Si bien puede hacer pensar en un frondoso berenjenal contradictorio en que personas demasiado parecidas entre sí se enfrentan, la fronda es la honda, la resortera, esa catapulta de mano que utilizaban los sublevados franceses contra la regencia de Ana de Austria.
Porque la “fronda clásica”, que no es la chilena, la original, fue la francesa de tiempos del absolutismo monárquico. La nobleza de aquel Reino se habría resistido a sus reyes.
La versión chilena, alude a las resistencias al Ejecutivo, la Presidencia de la República que con Prieto, Bulnes y Montt (Portales y Bello) reconstruyó el país tras el cataclismo que fue la emancipación contra el Imperio Español.
No tengo ánimos de controvertir esta tesis, especialmente si en algo sirve para poner en regla revoltosos de todo el espectro político.
Quiero hacer notar otra cosa.
Si aquella fronda chilena ya era apócrifa, comparada con la francesa, la versión actual, me temo, no califica para esa alta designación.

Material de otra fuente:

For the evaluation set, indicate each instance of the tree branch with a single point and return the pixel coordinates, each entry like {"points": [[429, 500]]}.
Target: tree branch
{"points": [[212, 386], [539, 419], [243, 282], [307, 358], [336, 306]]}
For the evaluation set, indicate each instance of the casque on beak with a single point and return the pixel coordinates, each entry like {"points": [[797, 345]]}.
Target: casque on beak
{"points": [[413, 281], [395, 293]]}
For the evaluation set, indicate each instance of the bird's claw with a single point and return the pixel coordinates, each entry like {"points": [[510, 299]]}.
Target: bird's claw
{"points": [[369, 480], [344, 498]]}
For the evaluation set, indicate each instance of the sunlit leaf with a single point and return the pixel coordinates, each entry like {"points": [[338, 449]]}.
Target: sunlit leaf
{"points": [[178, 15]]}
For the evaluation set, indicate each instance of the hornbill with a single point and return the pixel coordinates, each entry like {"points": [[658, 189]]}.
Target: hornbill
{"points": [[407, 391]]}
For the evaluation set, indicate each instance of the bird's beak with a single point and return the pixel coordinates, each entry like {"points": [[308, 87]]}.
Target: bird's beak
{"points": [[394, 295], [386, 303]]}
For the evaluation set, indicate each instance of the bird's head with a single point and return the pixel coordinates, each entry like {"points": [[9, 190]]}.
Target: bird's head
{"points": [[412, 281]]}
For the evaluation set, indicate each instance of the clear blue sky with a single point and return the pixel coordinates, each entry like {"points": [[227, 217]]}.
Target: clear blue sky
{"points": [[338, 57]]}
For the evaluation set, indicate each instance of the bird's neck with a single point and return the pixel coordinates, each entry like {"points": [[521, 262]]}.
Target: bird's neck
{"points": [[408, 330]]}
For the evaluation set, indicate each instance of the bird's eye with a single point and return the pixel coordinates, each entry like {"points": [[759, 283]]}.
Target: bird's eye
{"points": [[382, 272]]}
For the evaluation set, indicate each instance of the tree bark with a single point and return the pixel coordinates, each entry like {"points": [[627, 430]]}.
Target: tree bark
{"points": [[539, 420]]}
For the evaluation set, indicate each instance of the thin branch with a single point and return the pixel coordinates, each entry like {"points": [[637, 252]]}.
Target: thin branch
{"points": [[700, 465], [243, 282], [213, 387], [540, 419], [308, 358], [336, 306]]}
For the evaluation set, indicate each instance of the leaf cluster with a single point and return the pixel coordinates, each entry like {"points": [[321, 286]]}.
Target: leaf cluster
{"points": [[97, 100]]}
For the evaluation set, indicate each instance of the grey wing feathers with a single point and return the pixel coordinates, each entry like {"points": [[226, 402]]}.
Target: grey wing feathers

Como muestra el conocimiento superficial de las obras teatrales de Pierre Corneille, el dramaturgo que dio vida en las tablas al mundo de la francesa, aquella gente era complicada, arisca, bravucona, pero eran héroes. No una mezcolanza de intrigantes, beatuchos (hasta si son libertinos), oblicuos, rígidos y oportunistas.
En rigor, otra es la característica distintiva. No es la fronda aristocrática, sino una especie de celopatía de menor cuantía.
Me explico. Mientras los grandes políticos de la izquierda fueron aquellos capaces de traspasar las fronteras de sus partidos, a los actuales, apenas les alcanza para conquistar a los del suyo propio. ¿Por qué líderes como Carmen Lazo, Mireya Baltra o Gladys Marín suscitaron la simpatía y admiración de tantos adversarios a su mundo?
Mientras los grandes políticos de la derecha construyeron sus partidos por sobre las identidades familiares, la celopatía no admite nada parecido. Cada uno de estos clanes se explica la historia reciente de Chile en virtud de ellos mismos. ¿Por qué Fernando Alessandri fue capaz de amistarse con Carlos Ibáñez, el fustigador de su familia? ¿Solo por haberse hallado ante las puertas de la elección de 1946? Muchas elecciones no logran eso.
Cualquier narrativa no digo que excluyente de la propia, sino deferentemente complementaria, hasta respetuosamente alternativa, les parece molesta, mitológica, farsante, tal vez una trampa distante.
La “fronda” chilena no fue así. Su capacidad era libre, receptiva, aglutinadora, noblemente anárquica, hasta kamikaze, dispuesta a adopciones masivas. Nada que ver con la celopatía friolenta, temerosa.